一人ひとりが危ない目に遭い、もう辞めようと話していたのに、一人がまた遊びはんぶんで遊ぼうとした。
止めに入った子も巻き込まれ、そこにいた全員で遊んだという。
だがその場にいた人が何かにより死亡。
一人だけ残っていたらしい。
一年前の出来事だがいまだに死亡理由は分からないみたいだ。
その場にいた一人は、スリル満点と呪いがかかったようにその一言だけを言い続けたそうだ。
その一人は事件があった数日後に亡くなったらしい。
誰もがどこかに飛べない翼を持っている。
顔に、身体に、心に。
もっと細かく言うと、頭、目、鼻、口、肌…
沢山ある。だから誰もがどこかに飛べない翼を持っている。
頭の良さもそうだし、運動神経など、人には必ず自慢できないところがある。
でも、欠点だらけでいいんだよ。
そう思えたのもあの子のおかげ。
だから、またあの時の私みたいに苦しんでる人をあの子みたいに助けたい。
飛べない翼をどのように活かすかで変わってくるよ。後悔はないようにね。
「知ってた?ススキあるじゃん?あれ漢字で薄って書くらしいよ」
あの子が言った。
「それ、知ってたらなんかなるかな?笑」
「知ってて損はないと思う笑」
何気ない会話。
こうゆう日々が続いてほしかった。
ずっと脳裏に残っている。
あのドラマのワンシーン。
すごく鮮明に覚えている。
どうしてこんなに脳裏に残っているのかは分からないけど、忘れようと頑張っても忘れることができない。
怖い。
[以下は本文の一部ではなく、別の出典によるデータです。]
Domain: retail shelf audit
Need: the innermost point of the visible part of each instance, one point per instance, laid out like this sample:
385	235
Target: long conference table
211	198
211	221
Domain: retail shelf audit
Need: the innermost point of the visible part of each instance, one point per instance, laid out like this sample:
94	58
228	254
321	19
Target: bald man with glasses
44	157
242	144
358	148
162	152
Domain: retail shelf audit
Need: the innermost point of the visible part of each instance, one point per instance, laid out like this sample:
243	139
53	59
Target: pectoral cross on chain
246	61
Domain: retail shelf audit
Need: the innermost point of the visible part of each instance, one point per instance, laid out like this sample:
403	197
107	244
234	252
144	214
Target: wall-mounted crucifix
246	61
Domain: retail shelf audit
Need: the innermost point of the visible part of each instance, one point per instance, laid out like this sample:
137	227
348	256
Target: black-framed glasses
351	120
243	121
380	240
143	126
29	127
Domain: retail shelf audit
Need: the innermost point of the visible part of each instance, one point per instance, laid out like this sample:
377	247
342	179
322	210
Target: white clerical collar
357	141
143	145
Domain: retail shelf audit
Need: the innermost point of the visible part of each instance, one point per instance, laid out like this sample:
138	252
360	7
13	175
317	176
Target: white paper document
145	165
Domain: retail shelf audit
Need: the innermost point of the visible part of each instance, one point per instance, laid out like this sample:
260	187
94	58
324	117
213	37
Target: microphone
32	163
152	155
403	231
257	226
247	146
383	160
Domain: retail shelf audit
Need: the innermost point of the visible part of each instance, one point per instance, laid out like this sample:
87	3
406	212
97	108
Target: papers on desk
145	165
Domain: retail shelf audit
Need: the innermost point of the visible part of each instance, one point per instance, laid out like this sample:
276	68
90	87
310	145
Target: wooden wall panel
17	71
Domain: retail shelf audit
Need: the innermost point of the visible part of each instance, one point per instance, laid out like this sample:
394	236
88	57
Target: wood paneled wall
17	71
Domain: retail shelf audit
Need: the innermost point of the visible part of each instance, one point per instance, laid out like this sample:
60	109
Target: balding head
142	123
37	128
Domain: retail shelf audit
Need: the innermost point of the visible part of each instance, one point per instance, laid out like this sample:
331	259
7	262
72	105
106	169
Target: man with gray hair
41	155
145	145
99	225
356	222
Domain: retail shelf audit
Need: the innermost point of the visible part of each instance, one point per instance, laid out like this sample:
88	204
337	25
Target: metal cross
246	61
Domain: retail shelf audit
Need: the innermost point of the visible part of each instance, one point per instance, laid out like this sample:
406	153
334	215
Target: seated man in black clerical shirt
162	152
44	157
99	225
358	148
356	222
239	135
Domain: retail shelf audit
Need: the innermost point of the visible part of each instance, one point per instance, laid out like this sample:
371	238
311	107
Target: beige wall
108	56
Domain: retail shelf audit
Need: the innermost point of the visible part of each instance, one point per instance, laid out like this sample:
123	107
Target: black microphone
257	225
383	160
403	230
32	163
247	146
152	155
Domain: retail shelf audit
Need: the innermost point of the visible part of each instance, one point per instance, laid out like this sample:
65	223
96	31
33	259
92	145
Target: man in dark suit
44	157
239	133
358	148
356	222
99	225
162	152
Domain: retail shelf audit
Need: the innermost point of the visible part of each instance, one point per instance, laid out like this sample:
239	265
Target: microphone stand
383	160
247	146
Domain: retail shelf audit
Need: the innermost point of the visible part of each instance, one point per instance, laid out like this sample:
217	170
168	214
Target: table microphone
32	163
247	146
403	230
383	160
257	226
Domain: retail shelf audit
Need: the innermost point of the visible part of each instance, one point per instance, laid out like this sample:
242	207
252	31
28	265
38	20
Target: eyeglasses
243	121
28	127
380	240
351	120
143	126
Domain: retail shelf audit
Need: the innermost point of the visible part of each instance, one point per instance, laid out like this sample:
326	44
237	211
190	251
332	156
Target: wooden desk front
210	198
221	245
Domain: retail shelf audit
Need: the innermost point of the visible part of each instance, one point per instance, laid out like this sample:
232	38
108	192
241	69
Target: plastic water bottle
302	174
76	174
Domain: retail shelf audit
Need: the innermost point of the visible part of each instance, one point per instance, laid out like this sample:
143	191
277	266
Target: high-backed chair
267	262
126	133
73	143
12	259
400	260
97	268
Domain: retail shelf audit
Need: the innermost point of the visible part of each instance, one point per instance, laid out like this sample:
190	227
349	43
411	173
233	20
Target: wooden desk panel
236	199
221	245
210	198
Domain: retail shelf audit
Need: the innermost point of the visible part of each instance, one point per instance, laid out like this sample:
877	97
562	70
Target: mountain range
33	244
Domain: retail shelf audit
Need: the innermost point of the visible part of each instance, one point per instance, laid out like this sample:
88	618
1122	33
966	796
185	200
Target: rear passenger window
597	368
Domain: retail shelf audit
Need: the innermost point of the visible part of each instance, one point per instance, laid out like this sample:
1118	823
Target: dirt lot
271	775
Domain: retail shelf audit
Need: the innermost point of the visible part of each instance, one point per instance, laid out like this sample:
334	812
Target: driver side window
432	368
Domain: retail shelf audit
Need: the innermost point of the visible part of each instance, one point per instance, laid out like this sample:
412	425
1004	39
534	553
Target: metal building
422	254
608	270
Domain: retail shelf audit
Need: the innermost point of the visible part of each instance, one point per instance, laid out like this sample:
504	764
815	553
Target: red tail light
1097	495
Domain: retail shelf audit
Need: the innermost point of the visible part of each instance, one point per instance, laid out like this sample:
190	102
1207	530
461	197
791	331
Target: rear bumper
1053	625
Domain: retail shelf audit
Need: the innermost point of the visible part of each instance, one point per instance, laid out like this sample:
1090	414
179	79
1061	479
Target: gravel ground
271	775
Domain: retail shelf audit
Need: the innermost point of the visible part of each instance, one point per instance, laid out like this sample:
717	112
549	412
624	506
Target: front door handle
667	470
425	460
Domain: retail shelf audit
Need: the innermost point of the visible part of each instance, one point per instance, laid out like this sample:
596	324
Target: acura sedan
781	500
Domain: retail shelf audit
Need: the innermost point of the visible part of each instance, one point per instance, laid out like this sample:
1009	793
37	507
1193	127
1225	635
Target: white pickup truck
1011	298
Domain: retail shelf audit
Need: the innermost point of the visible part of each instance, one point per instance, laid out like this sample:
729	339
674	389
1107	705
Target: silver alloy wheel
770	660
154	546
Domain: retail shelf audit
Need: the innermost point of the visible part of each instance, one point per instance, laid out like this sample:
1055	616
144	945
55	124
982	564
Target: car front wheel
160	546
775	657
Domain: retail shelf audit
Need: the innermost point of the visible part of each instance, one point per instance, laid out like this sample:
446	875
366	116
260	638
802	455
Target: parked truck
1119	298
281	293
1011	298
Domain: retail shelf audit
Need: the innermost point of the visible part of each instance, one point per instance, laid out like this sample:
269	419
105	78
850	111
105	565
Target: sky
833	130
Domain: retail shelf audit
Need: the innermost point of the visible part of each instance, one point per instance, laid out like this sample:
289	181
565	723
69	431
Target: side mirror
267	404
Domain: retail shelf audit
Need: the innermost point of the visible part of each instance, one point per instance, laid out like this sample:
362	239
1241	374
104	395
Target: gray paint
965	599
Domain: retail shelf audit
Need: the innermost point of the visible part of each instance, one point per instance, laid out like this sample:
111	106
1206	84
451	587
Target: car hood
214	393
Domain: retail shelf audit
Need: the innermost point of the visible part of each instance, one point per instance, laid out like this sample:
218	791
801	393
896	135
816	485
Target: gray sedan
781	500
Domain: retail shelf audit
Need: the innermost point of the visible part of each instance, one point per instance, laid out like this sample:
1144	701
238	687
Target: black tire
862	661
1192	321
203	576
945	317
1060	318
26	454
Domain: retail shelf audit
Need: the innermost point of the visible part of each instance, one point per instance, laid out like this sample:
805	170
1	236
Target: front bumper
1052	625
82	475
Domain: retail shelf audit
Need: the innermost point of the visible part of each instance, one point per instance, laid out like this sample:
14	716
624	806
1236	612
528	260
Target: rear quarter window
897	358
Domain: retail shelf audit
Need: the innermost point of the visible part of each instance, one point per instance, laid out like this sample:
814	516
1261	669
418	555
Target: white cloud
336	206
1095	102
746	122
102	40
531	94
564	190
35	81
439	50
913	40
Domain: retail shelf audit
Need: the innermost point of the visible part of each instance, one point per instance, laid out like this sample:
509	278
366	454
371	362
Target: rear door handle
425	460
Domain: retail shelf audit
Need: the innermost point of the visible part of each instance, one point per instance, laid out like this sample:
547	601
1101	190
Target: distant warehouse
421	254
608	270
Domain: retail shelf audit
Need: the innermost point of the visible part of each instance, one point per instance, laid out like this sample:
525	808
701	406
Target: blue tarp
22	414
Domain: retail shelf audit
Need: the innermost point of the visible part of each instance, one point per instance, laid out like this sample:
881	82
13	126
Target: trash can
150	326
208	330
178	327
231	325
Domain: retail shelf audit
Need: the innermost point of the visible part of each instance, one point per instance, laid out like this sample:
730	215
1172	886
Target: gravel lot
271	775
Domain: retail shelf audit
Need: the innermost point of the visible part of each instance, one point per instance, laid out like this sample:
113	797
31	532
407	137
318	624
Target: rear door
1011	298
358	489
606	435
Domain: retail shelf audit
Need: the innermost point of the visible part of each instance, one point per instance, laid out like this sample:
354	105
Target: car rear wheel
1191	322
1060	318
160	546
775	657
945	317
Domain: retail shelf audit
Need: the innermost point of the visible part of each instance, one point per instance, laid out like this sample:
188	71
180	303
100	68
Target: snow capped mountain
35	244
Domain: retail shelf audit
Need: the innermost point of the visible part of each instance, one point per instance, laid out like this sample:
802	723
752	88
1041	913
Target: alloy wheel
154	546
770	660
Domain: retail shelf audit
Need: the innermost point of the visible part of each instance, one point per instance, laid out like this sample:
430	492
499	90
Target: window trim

そう思う。
いまでも鮮明に覚えている。
あの日、あの子が言った言葉とドラマのワンシーンの言葉。
完璧に一致している。
その時からかもしれない。
忘れたいと思い始めたのは。
でもまだ、あの子の言葉、ドラマのワンシーン、
"ずっと脳裏に残っている"
どうしてみんな意味がないことをするのだろう。
ふと、考えた。
でも答えはでなかった。
それも何故だろうと考えた。
でも、何を考えても何も分からなかった。
人を助けたり、自分を犠牲にしてでも相手と仲良くしたり。
相手に何かしてもらえなかったら、それをする必要はない。そう思った。
だからあの子に聞いてみた。そしたらなんて言ったと思う?
「ちりも積もれば山となるってことわざ、知らない?笑」
あの子はそう言った後に、
「私、いまだにそのことわざ信じてるんだよね笑」
「結局は信じた者勝ちなんじゃないかな。」
と言った。
でも私には分からなかった。
だからこれからたまに、あの子に聞いてみようと思う。
たとえ、意味がないことだとしても。